(Jun 2014) Since the turn of the century, China has almost single-handedly been driving global thermal coal consumption growth. Changes in the regulatory landscape and the competitiveness of different power sources suggest that future demand may not follow the same path. This could have significant financial implications for investors, regulators and civil society that do not foresee such changes.
– What are the drivers leading many to predict the near-team peaking of China’s thermal coal demand?
– What is the scale of thermal coal reserves, potential reserves and power generation infrastructure at risk of becoming stranded in this scenario?
– How much capital expenditure is being committed by China’s coal sector to add to potentially strandable coal assets?
– How does this translate to investor exposure to this risk through China’s stock exchanges?
– Who is most exposed to this risk?
– What implications does this have for the international thermal coal market?

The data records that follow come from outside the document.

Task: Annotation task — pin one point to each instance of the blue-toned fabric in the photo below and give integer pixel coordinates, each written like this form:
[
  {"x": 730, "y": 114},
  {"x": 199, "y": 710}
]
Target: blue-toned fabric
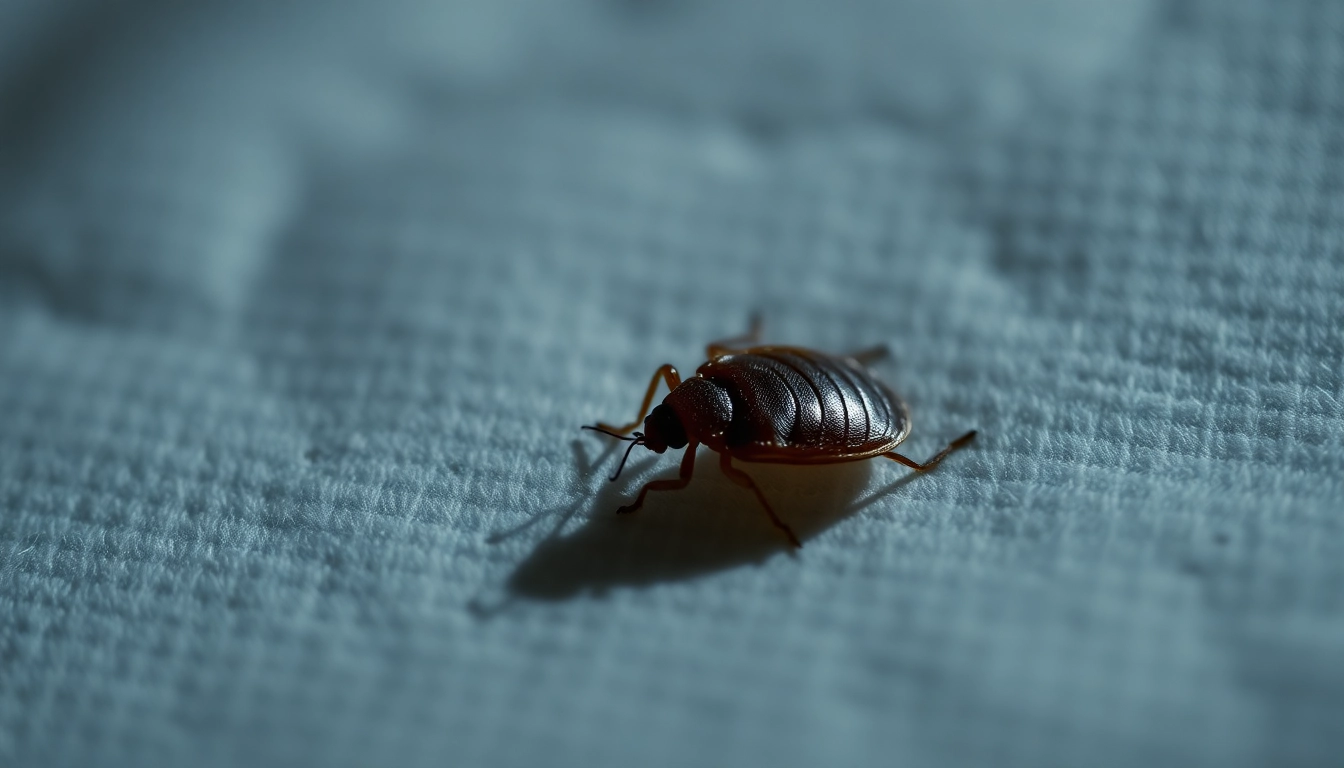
[{"x": 301, "y": 308}]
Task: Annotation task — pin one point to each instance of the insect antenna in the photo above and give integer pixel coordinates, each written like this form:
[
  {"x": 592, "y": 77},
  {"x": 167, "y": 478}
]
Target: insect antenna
[
  {"x": 636, "y": 440},
  {"x": 608, "y": 432}
]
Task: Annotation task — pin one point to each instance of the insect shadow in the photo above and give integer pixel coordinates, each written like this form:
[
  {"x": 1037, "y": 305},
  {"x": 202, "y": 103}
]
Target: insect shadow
[{"x": 710, "y": 526}]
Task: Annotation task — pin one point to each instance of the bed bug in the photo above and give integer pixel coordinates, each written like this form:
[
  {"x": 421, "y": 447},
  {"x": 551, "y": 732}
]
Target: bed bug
[{"x": 784, "y": 405}]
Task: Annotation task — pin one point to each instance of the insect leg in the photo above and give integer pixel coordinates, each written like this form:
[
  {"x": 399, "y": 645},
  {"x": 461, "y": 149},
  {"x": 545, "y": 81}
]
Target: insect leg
[
  {"x": 746, "y": 482},
  {"x": 665, "y": 373},
  {"x": 871, "y": 354},
  {"x": 682, "y": 482},
  {"x": 933, "y": 462},
  {"x": 727, "y": 346}
]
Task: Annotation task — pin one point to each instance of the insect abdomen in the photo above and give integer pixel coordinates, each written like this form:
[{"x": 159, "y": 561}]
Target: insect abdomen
[{"x": 790, "y": 402}]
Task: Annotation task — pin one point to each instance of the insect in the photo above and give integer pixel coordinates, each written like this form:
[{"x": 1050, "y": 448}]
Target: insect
[{"x": 784, "y": 405}]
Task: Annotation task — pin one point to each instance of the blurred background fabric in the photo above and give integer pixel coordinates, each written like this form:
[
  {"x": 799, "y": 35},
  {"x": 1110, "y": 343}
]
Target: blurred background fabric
[{"x": 301, "y": 307}]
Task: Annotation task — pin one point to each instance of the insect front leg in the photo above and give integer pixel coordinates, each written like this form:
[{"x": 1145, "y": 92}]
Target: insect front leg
[
  {"x": 665, "y": 373},
  {"x": 682, "y": 482}
]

– What actions can be taken by investors and other stakeholders to minimise their exposure to potential stranded assets and, instead, take advantage of China’s transition to a more diverse power generation sector?
This report from Carbon Tracker and ASrIA (the Association for Sustainable and Responsible Investment in Asia) evaluates the environmental and economic regulatory drivers serving to slow China’s coal demand growth to a potential peak.
The research goes on to reveal that this lower-than-expected Chinese coal demand could create significant stranded assets and wasted capital both for those within China’s coal sector and international coal exporters.